Auto Loan Refinancing
You’ve probably heard loads of stories about home loan refinancing on the news lately, but the subject of auto loan refinancing isn’t mentioned as often. For some drivers, a car loan refinance can be a great choice to reduce the loan’s interest rate and monthly payments. However, this type of financial move isn’t right for everyone – read on for more details on whether or not auto loan refinancing is right for you.
Purpose of auto loan refinancing
Typically, most people refinance their homes to either draw out equity or to qualify for new loan terms they weren’t originally eligible for. In the first case, homeowners who have seen a significant appreciation in the values of their homes can take out new loans for the adjusted amount and pocket the rest for cash. For example, if Bob and Jill originally purchased their home for $200,000 in 1985, and in 2009, it was worth $300,000, they could take out a new mortgage loan for the new valuation and pocket the difference.
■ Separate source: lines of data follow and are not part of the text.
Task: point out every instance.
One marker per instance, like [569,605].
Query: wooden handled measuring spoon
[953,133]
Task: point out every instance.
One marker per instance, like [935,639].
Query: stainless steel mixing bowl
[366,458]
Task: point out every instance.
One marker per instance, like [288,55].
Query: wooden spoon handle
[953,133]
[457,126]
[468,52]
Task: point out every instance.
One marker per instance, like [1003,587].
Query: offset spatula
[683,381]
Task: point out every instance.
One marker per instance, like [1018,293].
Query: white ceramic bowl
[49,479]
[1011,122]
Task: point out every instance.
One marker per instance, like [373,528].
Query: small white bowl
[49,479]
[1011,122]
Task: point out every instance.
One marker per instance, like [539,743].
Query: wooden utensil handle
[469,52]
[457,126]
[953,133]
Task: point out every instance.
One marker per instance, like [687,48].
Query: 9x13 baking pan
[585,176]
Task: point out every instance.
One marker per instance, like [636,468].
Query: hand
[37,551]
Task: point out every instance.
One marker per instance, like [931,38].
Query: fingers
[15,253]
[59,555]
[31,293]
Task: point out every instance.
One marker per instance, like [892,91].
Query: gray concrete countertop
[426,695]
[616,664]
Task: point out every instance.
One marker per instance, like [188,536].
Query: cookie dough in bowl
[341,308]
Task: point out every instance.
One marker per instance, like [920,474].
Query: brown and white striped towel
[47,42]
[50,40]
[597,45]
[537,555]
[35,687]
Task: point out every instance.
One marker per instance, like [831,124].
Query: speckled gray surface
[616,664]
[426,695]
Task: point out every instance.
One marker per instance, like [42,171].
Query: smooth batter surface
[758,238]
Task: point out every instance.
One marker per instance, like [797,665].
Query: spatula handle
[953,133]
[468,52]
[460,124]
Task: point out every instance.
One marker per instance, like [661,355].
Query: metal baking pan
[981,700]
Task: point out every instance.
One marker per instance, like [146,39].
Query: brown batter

On the other hand, homeowners who originally took out adjustable rate or interest only mortgages might refinance to 30-year fixed mortgages once they’ve built up enough equity.
But neither of these cases apply to auto loans – cars are depreciating assets, so you don’t build up equity in them that you can access with a refinance. The real advantages of auto loan refinancing come in the lower payments and lower interest rates you can achieve with them. If, for example, you took out an auto loan a year ago when your credit score was low, you may be able to qualify for lower interest rates if you’ve improved your rating since then. The interest rate of your loan can have a big impact on the size of your payments, so it’s definitely worth looking into.
So should you do it?
There are a few things to take into consideration when considering whether or not to refinance your car loan. The first is, as mentioned in the previous paragraph, your loan’s current interest rate and the rate you could qualify for now. Consider the following example. For a 48-month auto loan for $15,000 at 12% interest, your monthly payments will be roughly $395. If, however, you can refinance to a loan with a 7% interest rate, your monthly payment drops to roughly $360. This may not sound like much, but it does add up over the life of the loan.
The other thing to consider before refinancing is the amount of time left in your loan and the condition of your car. Typically, lenders won’t refinance loans on cars older than 1996 or those with more than 80,000 miles on them. Even if your car has some resale value left, it may not make sense for you to refinance. If you have a year left on your original loan, refinancing to a three year loan will lower your monthly payments, but it does put you at risk of your car dying before the loan is up. Consider your finances carefully before deciding to refinance – if you have only a short period left, it might be worth it to finish paying off the original loan.